North Carolina will pick up the America Journey for Justice from August 29 through September 7.

 On Augsust 29 marchers will begin at US Highway 1, near Rockingham NC, at the North Carolina State Line

 On August 29 at 7:30PM, our youth will host a Cultural Artist Teach-In at Southern Middle School at 717 Johnson St. in Aberdeen, NC

 On August 31 at 7:00PM there will be a Voting Rights teach-in at Pullen Memorial Baptist Church at 1801 Hillsborough St., Raleigh, NC

 On September 1 at 10:00AM there will be simultaneous press conferences and voting rights actions at congressional offices located in various cities across the state where we will be delivering letters demanding the Senate to act on the current Voting Rights Advancement Act. This act was filed by Senator Patrick Leahy as an effort to restore the vital protections lost in the Shelby County decision.

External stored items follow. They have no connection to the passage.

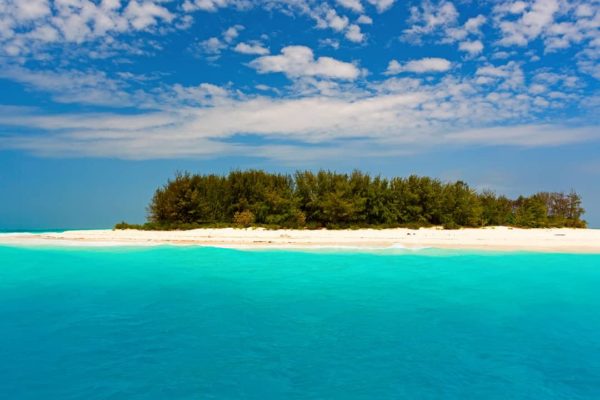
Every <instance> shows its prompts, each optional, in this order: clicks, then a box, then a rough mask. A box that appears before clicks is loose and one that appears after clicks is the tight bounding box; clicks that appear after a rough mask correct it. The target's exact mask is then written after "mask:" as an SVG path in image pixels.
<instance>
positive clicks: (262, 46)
mask: <svg viewBox="0 0 600 400" xmlns="http://www.w3.org/2000/svg"><path fill="white" fill-rule="evenodd" d="M233 50H234V51H236V52H238V53H242V54H254V55H265V54H269V50H268V49H267V48H266V47H264V46H263V45H262V44H260V43H244V42H242V43H238V44H237V45H236V46H235V47H234V48H233Z"/></svg>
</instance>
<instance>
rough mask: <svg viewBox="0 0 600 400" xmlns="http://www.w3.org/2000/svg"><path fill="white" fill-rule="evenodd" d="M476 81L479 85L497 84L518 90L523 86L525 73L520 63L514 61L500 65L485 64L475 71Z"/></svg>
mask: <svg viewBox="0 0 600 400" xmlns="http://www.w3.org/2000/svg"><path fill="white" fill-rule="evenodd" d="M475 76H476V77H477V78H476V83H478V84H481V85H489V84H497V83H498V81H500V82H501V83H500V86H499V87H500V88H501V89H504V90H518V89H521V88H523V85H524V83H525V75H524V73H523V70H522V69H521V67H520V65H519V64H517V63H516V62H514V61H510V62H508V63H507V64H504V65H501V66H497V67H496V66H493V65H489V64H488V65H485V66H483V67H479V68H477V71H475Z"/></svg>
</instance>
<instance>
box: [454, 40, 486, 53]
mask: <svg viewBox="0 0 600 400" xmlns="http://www.w3.org/2000/svg"><path fill="white" fill-rule="evenodd" d="M458 49H459V50H461V51H465V52H467V53H469V55H471V56H476V55H477V54H480V53H481V52H482V51H483V43H481V41H480V40H474V41H472V42H461V43H460V44H459V46H458Z"/></svg>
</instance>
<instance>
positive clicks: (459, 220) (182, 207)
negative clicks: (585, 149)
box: [116, 170, 586, 229]
mask: <svg viewBox="0 0 600 400" xmlns="http://www.w3.org/2000/svg"><path fill="white" fill-rule="evenodd" d="M581 203H582V202H581V198H580V196H579V195H578V194H577V193H575V192H570V193H568V194H565V193H548V192H541V193H537V194H534V195H532V196H529V197H525V196H519V197H518V198H517V199H509V198H507V197H506V196H502V195H497V194H495V193H493V192H490V191H484V192H482V193H478V192H477V191H475V190H474V189H472V188H471V187H469V185H468V184H466V183H465V182H462V181H457V182H442V181H440V180H438V179H433V178H428V177H419V176H416V175H412V176H409V177H408V178H399V177H396V178H391V179H386V178H383V177H381V176H375V177H371V176H370V175H368V174H365V173H363V172H360V171H354V172H353V173H351V174H341V173H336V172H331V171H323V170H321V171H318V172H316V173H314V172H311V171H298V172H296V173H295V174H294V175H293V176H292V175H284V174H274V173H268V172H265V171H260V170H247V171H232V172H230V173H229V174H228V175H226V176H222V175H214V174H210V175H197V174H190V173H178V174H177V175H176V176H175V178H174V179H171V180H169V181H168V182H167V183H166V184H165V185H164V186H162V187H160V188H158V189H157V190H156V192H155V194H154V197H153V198H152V200H151V202H150V205H149V207H148V214H149V215H148V223H146V224H145V225H143V226H133V225H129V224H127V223H121V224H117V225H116V228H117V229H120V228H128V227H137V228H145V229H188V228H195V227H202V226H253V225H257V226H266V227H273V228H304V227H306V228H322V227H325V228H329V229H336V228H353V227H382V228H384V227H401V226H405V227H421V226H432V225H442V226H444V227H445V228H450V229H454V228H459V227H482V226H493V225H507V226H515V227H527V228H541V227H578V228H579V227H585V226H586V223H585V221H584V220H582V219H581V217H582V215H583V213H584V210H583V208H582V207H581Z"/></svg>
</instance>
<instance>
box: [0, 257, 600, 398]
mask: <svg viewBox="0 0 600 400" xmlns="http://www.w3.org/2000/svg"><path fill="white" fill-rule="evenodd" d="M0 397H1V398H6V399H261V400H262V399H599V398H600V255H566V254H562V255H561V254H526V253H521V254H517V253H515V254H493V253H489V254H475V253H471V254H469V253H464V252H463V253H461V252H441V251H433V250H430V251H422V252H417V253H410V252H406V253H403V252H402V251H396V252H382V253H379V254H366V253H335V252H321V253H314V252H313V253H311V252H291V251H270V252H267V251H256V252H251V251H236V250H225V249H213V248H193V247H188V248H185V247H184V248H181V247H180V248H174V247H158V248H147V249H133V248H130V249H128V248H112V249H81V248H71V249H69V248H64V249H50V248H37V249H35V248H10V247H0Z"/></svg>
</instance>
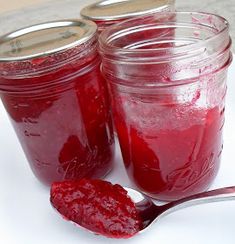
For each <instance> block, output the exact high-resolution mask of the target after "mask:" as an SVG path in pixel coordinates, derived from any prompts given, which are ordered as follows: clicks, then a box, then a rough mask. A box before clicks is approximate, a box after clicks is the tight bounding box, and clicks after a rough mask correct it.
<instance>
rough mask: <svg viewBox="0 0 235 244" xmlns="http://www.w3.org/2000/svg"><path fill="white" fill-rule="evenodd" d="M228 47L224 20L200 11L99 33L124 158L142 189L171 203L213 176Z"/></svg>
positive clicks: (122, 27)
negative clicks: (167, 200) (170, 200)
mask: <svg viewBox="0 0 235 244" xmlns="http://www.w3.org/2000/svg"><path fill="white" fill-rule="evenodd" d="M222 33H223V34H222ZM230 47H231V41H230V38H229V33H228V24H227V22H226V21H225V20H224V19H223V18H222V17H219V16H216V15H211V14H202V13H180V12H176V13H159V14H155V15H149V16H143V17H141V18H136V19H132V20H129V21H126V22H125V23H122V24H117V25H116V26H115V27H113V28H112V27H111V28H109V29H108V30H106V31H104V32H103V33H102V34H101V36H100V51H101V54H102V58H103V60H102V69H103V74H104V75H105V77H106V79H107V81H108V83H109V87H110V91H111V93H112V106H113V111H114V122H115V127H116V128H117V134H118V138H119V141H120V146H121V150H122V155H123V159H124V163H125V166H126V169H127V172H128V175H129V177H130V179H131V180H132V181H133V182H134V183H135V184H136V186H137V187H138V188H139V189H140V190H142V191H143V192H144V193H146V194H148V195H150V196H152V197H154V198H157V199H160V200H175V199H178V198H182V197H185V196H188V195H190V194H194V193H198V192H200V191H203V190H205V189H207V188H208V187H209V186H210V184H211V183H212V181H213V179H214V178H215V176H216V174H217V172H218V169H219V164H220V159H221V152H222V147H223V144H222V128H223V124H224V98H225V94H226V74H227V68H228V66H229V64H230V62H231V59H232V58H231V57H232V55H231V51H230Z"/></svg>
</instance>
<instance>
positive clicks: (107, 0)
mask: <svg viewBox="0 0 235 244" xmlns="http://www.w3.org/2000/svg"><path fill="white" fill-rule="evenodd" d="M174 4H175V0H103V1H99V2H97V3H94V4H91V5H89V6H87V7H85V8H83V9H82V10H81V13H80V14H81V16H82V17H84V18H86V19H90V20H94V21H101V20H119V19H126V18H130V17H135V16H139V15H143V14H150V13H155V12H160V11H169V10H174Z"/></svg>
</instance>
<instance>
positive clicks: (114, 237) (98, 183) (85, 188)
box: [50, 179, 141, 238]
mask: <svg viewBox="0 0 235 244" xmlns="http://www.w3.org/2000/svg"><path fill="white" fill-rule="evenodd" d="M50 200H51V203H52V205H53V206H54V207H55V208H56V209H57V210H58V212H59V213H60V214H62V216H64V217H65V218H66V219H68V220H71V221H73V222H75V223H77V224H79V225H80V226H82V227H84V228H86V229H88V230H90V231H92V232H94V233H97V234H100V235H104V236H106V237H111V238H129V237H131V236H133V235H135V234H136V233H138V232H139V231H140V230H141V220H140V217H139V214H138V211H137V209H136V207H135V204H134V203H133V202H132V200H131V199H130V198H129V197H128V195H127V192H126V190H124V188H122V187H121V186H120V185H112V184H111V183H109V182H106V181H101V180H87V179H82V180H80V181H64V182H57V183H53V184H52V187H51V199H50Z"/></svg>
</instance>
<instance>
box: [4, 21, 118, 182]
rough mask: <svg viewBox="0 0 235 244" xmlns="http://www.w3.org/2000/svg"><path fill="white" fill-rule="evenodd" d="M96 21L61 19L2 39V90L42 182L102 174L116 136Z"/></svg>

 On September 3, we will march and rally in front of the Governor’s office where we will be joined by our national president of the NAACP.

The September 3 action will be three days after we go back to the NC Supreme Court to address the issues of the apathied type redistricting plan that was sent back by the US Supreme court because our state court didn't ask the right questions about race.

Finally, we have been in touch with the Highway Patrol, the SBI and FBI. The Highway Patrol will provide full coverage for the march. It is sad that we have to have police protection in the 21st century to walk for justice, but nothing will deter us. FORWARD TOGETHER NOT ONE STEP BACK!!